Raiffeisen, Austria's third-largest bank by assets, is a key player in central and Eastern Europe and ranks among Russia's top-10 lenders.
The bank said it remains committed to its Russian business and that the impact from sanctions should be small, given the short-term nature of its activities there.
Second-quarter net profit increased to EUR183 million ($243.3 million) from EUR120 million a year earlier, against analysts forecasts that it would fall to EUR118 million.
The continuing turmoil in Ukraine, where currency losses reduced its trading income, prompted the bank to increase provisions against bad loans by 15% to EUR287 million from EUR249 million in the second quarter a year earlier.
Raffeisen ranks itself as Ukraine's fifth-largest bank, accounting for around 2.4% of the bank's total assets,
Chief Executive Karl Sevelda described the first half as "intense" and characterized by the conflict between Russia and Ukraine, as well as regulatory issues such as the European Central Bank's asset-quality review.
"Despite these difficult circumstances we managed to achieve a solid semi-annual result," he said, adding that the bank is "in principle well positioned."
"We still consider Russia to be an attractive banking market in the medium and long-term and therefore we will stay in this market," Mr. Sevelda added.

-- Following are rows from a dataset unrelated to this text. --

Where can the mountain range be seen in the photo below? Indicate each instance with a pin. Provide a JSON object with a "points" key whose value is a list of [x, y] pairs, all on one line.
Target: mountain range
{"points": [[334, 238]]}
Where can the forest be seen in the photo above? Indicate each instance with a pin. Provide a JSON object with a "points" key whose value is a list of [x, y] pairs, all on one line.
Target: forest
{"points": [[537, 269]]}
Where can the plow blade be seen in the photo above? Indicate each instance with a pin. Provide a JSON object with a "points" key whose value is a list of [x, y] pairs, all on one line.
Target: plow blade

The chief executive said that the bank doesn't have any specific plans to sell its Ukrainian or Hungarian business at the moment, although both subsidiaries are under "constant review." It can't be excluded "that one day [the businesses in] these two countries will be put up for sale," Mr. Sevelda said.

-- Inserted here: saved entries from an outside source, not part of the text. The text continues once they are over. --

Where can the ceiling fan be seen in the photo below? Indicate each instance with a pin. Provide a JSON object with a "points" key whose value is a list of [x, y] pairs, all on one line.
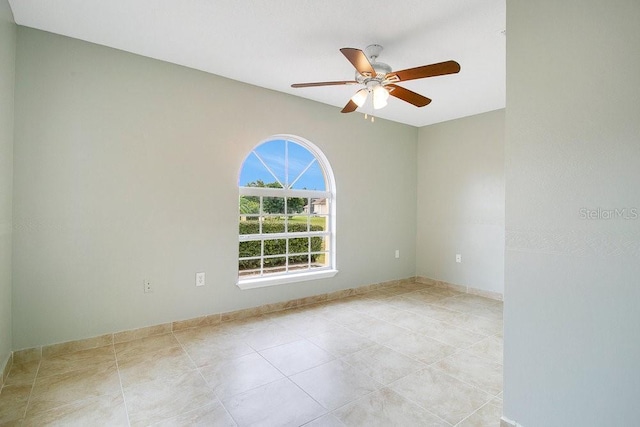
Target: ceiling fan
{"points": [[380, 80]]}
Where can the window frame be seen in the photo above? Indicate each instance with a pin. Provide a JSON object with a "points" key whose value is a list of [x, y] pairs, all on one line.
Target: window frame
{"points": [[272, 279]]}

Earlier this summer, the Hungarian parliament passed legislation that could force banks to repay customers certain fees and interest payments on foreign currency loans. Raiffeisen, similar to other Austrian banks, is heavily engaged in the Central European country.
While it is not yet possible to predict how much the legislation will cost Raiffeisen, its Chief Risk Officer Johann Strobl said that it could be between EUR120 million and EUR160 million.
"Following the discussion [in Hungary], we must assume that [the costs] will be in the upper end," Mr. Strobl said.
Several banks operating in Hungary, such as OTP Bank Nyrt., have reported heavy losses because of the new legislation. The ratings firm Moody's warned that the government's steps could hurt the banking system.
In the second quarter, administrative expenses fell 7.8% to EUR764 million from EUR829 million, Raiffeisen said, largely because of falling currency values in Russia and Ukraine. Net interest income increased slightly to EUR975 million up from EUR972 million a year earlier.
Raiffeisen expects overall costs to be lower this year than in 2013 and that loans and advances to customers will be unchanged from last year. Net provisions are forecast at between EUR1.30 billion and EUR1.40 billion. The ECB's asset quality review and a further deterioration of the situation in Ukraine and Russia could impact those figures, Raiffeisen said.
In recent years Raiffeisen has been battling to recover from the financial crisis, when it needed a state bailout of EUR1.75 billion and a EUR500 million cash injection from private investors. Most of that money has now been repaid.
However, Mr. Sevelda said that he had no doubt that Raiffeisen would pass the stress tests euro-zone banks are undergoing as part of the new ECB's bank supervision.